When people ask me for direction I always reply with the wise words of Carl Jung:

What did you do as a child that made the hours pass like minutes? Herein lies the key to your earthly pursuits.

Somehow, I seemed to have forgotten that for myself.

With so much writing projects going on, tight deadlines, revisions, new ideas, trying to finalise books, the idea of play has been slightly lost on me. That’s not to say I’ve been working unhappily, on the contrary. I love my work and what I’m doing; I can’t imagine doing anything else. But it’s all been structured work, no free form like drawing, creating, or making cards.

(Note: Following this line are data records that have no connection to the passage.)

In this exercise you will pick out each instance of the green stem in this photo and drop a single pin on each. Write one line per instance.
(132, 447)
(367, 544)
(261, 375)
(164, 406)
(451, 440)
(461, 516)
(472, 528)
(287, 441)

I had begun to think of anything unstructured that didn’t have deadlines or a direct benefit as play and useless. If I sit and create cards during the day, there’s no guarantee that anything will come to fruition. That if I just do something that is fun with no direct pay off, it must not be work. It’s just too much fun to be work.

And that’s where I was wrong.

The one belief I’ve held very strongly is that creative people cannot do just one thing creatively. A writer cannot just writer, a painter cannot just paint, and a designer doesn’t just design. Creative people like to have messy hands dipped in many inks. We aren’t satisfied otherwise and this is OK. In fact, it’s more than OK because creativity inspires creativity. Doing many things help us to create in the different areas. Designing cards will help me to design, to write, and to remain creative. There is a benefit. It is useful.

One of the biggest struggles I’ve had working on my own is not feeling guilty about the freedom I have. The freedom to work the hours I want, to take days off when I want, to lay in bed in the afternoon or break for tea. This is a common struggle for artists and I thought I was pretty much over it. I no longer apologised for working at home while friends and family went to a cubicle. I no longer felt sheepish about saying I napped frequently in the afternoon and I could take days off without having work on my mind. But I hadn’t come to terms with the fact that play was good and useful. That creativity doesn’t have to be structured; it just has to feel good.

That’s why I called this site Girl at Play after all; I wanted my work to feel like play. It just took me awhile to get comfortable with that.